Water on Mars or not, it’s generally not advisable to jump ship after interplanetary takeoff. Just ask Edward Kim, Stuart Wall, and Lawrence Hester.
Though no member of that trio is headed out of the stratosphere any time soon, each one has commanded a successful startup—some would say “rocket ship”—over the past several years. For the uninitiated, that term for a fast-growing venture comes from a famed conversation in which Eric Schmidt, current executive chairman of Alphabet (née Google) told Sheryl Sandberg, now COO of Facebook: “If you’re offered a seat on a rocket ship, don’t ask what seat. Just get on.”
Kim, Wall, and Hester spoke on a Denver Startup Week panel, aptly titled “Ground Control to Major Tom,” at The Chambers Grant Salon in Downtown Denver Sept. 30. Hosted by Denver Founders, the discussion was intended to highlight how to both adapt to and leverage rapid startup growth—two things the panelists have managed to do exceptionally well.
Since launching the payroll and benefits company ZenPayroll—which has recently made the transition to the name Gusto—Kim has secured about $75 million in funding and saw his venture bring on about 200 new employees last year. Wall’s funding tally for his marketing startup Signpost sits at about $36 million following a launch in 2010, and he hired about 150 people in 2014. Less than two years after starting the activity reservation site FareHarbor, Hester has raised about $1 million and has added about 60 people in the past 12 months.
Here are some of the do’s and don’ts gleaned from their conversation (and, yes, listening to Ziggy Stardust while reading is encouraged):
Follow the talent
All three of the founders who spoke at the event Wednesday night have recently opened Denver offices in an effort to capitalize on the city’s modest cost of living and tap into its blossoming pool of job applicants. Both Wall and Kim said that they were eyeing various startup hubs around the country, but were most impressed by the volume and caliber of talent in the Queen City of the Plains. “We posted the job here [Denver] and in two other cities…and the best team of five was clearly here,” Wall said.
Fake it ‘til you make it
When you’re growing at such a rocketing rate, a few logistical white lies may be necessary, according to Hester. That is, as long as you make good on them. Hester explained that for FareHarbor’s first year of existence, all of the “automated” e-mails produced by the site were actually being manually sent by him and his brother—the company’s only two employees. “We’d promise everything,” he said.
Don’t force it
Following trends and focusing on the sexy is what often leads to a flopped startup, according to Kim, who said that thinking became his own shortcoming earlier in his career. “When I look at the first company that I started, I started looking for things to do…and you kind of find yourself doing the sexy or trivial things—whatever’s trendy at the time,” he said. “Then I kind of matured a little bit and I started thinking about problems that foundationally existed in this world and [started] getting really excited about making a difference in solving that problem. The thinking was almost reversed.”

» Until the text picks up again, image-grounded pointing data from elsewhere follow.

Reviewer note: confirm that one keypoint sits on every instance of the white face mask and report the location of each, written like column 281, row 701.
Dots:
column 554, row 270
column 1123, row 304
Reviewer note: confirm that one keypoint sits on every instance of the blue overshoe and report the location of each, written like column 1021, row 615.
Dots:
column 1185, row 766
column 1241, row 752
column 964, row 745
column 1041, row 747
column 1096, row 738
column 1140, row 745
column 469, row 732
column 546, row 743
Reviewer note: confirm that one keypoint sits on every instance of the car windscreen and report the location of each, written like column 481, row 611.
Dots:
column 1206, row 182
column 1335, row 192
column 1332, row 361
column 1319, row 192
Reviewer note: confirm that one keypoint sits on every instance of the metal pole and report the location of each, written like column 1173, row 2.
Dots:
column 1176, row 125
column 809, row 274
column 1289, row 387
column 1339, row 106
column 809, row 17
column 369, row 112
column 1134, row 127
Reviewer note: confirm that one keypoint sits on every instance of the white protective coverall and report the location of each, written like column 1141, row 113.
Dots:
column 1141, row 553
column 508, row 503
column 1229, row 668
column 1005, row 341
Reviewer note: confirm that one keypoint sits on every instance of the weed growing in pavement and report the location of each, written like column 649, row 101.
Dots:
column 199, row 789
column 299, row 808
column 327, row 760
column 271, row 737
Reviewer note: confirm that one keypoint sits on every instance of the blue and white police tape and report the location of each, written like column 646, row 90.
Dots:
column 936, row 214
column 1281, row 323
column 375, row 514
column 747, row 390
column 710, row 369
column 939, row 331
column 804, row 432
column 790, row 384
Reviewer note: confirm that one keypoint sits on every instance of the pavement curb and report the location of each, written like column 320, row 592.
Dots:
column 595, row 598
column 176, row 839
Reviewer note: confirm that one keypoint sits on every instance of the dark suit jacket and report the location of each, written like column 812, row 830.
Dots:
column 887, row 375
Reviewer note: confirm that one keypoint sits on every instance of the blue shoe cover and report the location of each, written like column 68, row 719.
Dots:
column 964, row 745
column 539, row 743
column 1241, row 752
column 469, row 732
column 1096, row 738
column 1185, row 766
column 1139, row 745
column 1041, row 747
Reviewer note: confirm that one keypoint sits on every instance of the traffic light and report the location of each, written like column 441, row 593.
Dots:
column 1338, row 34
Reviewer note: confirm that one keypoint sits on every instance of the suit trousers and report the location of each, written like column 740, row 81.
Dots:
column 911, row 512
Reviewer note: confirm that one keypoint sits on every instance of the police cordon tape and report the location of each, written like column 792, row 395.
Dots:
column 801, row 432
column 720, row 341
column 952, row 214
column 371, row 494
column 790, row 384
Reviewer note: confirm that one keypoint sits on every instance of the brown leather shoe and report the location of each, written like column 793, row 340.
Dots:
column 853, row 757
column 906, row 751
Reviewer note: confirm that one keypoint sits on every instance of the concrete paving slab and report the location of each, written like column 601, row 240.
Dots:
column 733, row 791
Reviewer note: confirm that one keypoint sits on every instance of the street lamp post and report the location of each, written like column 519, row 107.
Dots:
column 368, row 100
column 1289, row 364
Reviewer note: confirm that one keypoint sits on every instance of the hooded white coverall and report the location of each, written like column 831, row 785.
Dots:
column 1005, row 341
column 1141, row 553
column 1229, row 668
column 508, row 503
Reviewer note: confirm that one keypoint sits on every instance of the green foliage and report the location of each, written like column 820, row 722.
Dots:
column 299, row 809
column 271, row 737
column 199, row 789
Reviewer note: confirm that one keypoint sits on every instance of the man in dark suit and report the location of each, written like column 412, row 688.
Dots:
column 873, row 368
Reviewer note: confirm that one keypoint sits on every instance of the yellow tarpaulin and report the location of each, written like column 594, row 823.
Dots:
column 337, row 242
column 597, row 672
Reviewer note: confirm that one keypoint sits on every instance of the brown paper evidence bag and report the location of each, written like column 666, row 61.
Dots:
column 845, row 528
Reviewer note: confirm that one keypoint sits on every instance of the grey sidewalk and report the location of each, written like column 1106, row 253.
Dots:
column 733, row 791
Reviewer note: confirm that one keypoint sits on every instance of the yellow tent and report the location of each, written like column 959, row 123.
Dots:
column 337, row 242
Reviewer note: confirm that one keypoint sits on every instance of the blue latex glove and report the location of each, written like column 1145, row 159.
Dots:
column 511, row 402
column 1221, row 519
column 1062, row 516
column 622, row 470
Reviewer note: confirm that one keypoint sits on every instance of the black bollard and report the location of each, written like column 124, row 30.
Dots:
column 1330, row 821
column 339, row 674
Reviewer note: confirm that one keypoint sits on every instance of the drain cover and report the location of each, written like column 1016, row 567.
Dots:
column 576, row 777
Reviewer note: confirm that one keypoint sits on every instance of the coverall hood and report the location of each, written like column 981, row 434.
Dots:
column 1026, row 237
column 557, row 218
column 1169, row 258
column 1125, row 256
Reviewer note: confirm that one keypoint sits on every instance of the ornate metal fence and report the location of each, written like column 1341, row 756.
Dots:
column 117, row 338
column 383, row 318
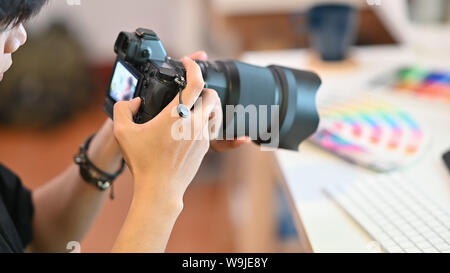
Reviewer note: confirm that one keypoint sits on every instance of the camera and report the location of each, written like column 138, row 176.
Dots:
column 274, row 105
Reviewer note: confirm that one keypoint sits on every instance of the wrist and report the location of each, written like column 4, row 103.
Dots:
column 155, row 192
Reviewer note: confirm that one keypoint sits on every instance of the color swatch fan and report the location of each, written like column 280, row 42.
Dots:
column 370, row 132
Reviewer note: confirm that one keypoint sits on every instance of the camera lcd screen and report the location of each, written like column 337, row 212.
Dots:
column 123, row 83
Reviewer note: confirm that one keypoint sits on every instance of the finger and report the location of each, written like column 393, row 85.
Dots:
column 204, row 108
column 195, row 82
column 125, row 110
column 199, row 55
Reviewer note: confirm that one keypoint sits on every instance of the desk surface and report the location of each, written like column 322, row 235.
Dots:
column 306, row 172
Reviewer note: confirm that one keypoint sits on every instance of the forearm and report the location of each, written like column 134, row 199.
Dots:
column 66, row 207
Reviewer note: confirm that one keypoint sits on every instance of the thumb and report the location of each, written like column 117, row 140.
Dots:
column 125, row 110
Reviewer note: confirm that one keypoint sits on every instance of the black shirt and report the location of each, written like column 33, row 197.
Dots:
column 16, row 213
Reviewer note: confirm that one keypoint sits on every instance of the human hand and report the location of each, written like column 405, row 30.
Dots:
column 161, row 164
column 221, row 145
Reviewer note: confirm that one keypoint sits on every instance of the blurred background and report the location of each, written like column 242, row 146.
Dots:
column 52, row 97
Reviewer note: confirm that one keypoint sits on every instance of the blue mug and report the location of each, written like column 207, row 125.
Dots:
column 331, row 29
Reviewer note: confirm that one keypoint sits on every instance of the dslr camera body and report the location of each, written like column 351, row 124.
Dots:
column 143, row 69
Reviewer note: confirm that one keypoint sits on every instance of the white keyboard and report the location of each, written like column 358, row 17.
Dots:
column 395, row 213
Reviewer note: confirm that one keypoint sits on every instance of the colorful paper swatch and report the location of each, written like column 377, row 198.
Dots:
column 425, row 83
column 370, row 132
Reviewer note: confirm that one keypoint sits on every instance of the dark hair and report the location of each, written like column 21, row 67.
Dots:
column 17, row 11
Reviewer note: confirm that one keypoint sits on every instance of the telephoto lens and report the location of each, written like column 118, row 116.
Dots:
column 275, row 106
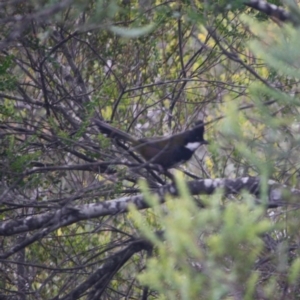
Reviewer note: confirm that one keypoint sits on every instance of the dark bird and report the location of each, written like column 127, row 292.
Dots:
column 167, row 152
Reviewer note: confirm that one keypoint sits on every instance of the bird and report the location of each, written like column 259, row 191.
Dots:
column 167, row 152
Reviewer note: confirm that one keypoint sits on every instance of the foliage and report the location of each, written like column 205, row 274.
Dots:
column 149, row 68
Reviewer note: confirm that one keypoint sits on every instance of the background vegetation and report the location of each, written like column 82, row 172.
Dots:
column 149, row 68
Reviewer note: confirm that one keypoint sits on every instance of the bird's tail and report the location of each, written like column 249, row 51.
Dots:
column 113, row 132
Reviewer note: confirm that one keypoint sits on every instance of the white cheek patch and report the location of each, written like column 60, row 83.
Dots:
column 192, row 146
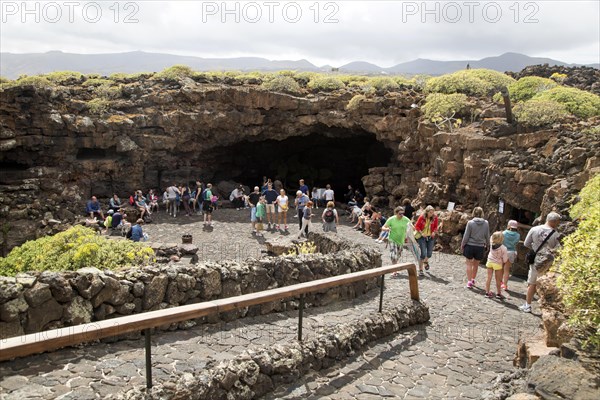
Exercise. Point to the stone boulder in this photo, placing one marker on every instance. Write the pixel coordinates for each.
(547, 380)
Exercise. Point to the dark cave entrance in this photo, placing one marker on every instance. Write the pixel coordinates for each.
(316, 158)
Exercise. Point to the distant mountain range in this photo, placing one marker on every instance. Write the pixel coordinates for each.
(12, 65)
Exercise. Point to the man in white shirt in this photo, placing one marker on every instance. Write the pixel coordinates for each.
(544, 254)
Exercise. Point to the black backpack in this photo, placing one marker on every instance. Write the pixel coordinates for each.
(329, 215)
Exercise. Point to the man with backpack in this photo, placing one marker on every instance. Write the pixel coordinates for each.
(207, 205)
(270, 199)
(172, 194)
(330, 218)
(542, 240)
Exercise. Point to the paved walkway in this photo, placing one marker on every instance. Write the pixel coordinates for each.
(469, 341)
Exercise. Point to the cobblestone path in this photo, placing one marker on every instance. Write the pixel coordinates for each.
(468, 342)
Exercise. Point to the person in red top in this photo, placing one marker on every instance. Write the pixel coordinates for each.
(426, 230)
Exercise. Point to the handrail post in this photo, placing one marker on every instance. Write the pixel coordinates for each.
(381, 293)
(414, 282)
(148, 358)
(300, 316)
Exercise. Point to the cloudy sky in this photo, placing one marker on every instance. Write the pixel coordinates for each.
(323, 32)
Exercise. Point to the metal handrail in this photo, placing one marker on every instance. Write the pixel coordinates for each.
(20, 346)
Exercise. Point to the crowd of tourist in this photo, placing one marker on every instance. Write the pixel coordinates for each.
(269, 205)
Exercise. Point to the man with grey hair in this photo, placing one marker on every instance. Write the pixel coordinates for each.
(544, 241)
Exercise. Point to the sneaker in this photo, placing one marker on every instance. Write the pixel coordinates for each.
(525, 308)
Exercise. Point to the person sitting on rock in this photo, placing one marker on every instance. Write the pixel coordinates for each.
(115, 203)
(136, 231)
(93, 208)
(108, 221)
(349, 195)
(315, 197)
(237, 197)
(140, 203)
(366, 212)
(119, 222)
(330, 218)
(153, 200)
(372, 225)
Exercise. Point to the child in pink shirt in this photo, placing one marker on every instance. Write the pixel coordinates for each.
(497, 258)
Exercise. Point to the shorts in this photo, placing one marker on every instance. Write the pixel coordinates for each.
(494, 266)
(474, 252)
(532, 275)
(395, 250)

Don’t mistake values for culture
Quintupling in size can put a strain on any company, but properly scaling a startup’s culture isn’t impossible. Kim said it’s a matter of understanding what is part of a company’s DNA and what is malleable. “Values are kind of immutable and the culture is actually the implementation of these values,” he said. “The key to scaling that is understanding that culture will constantly change and evolve, but the values should not.”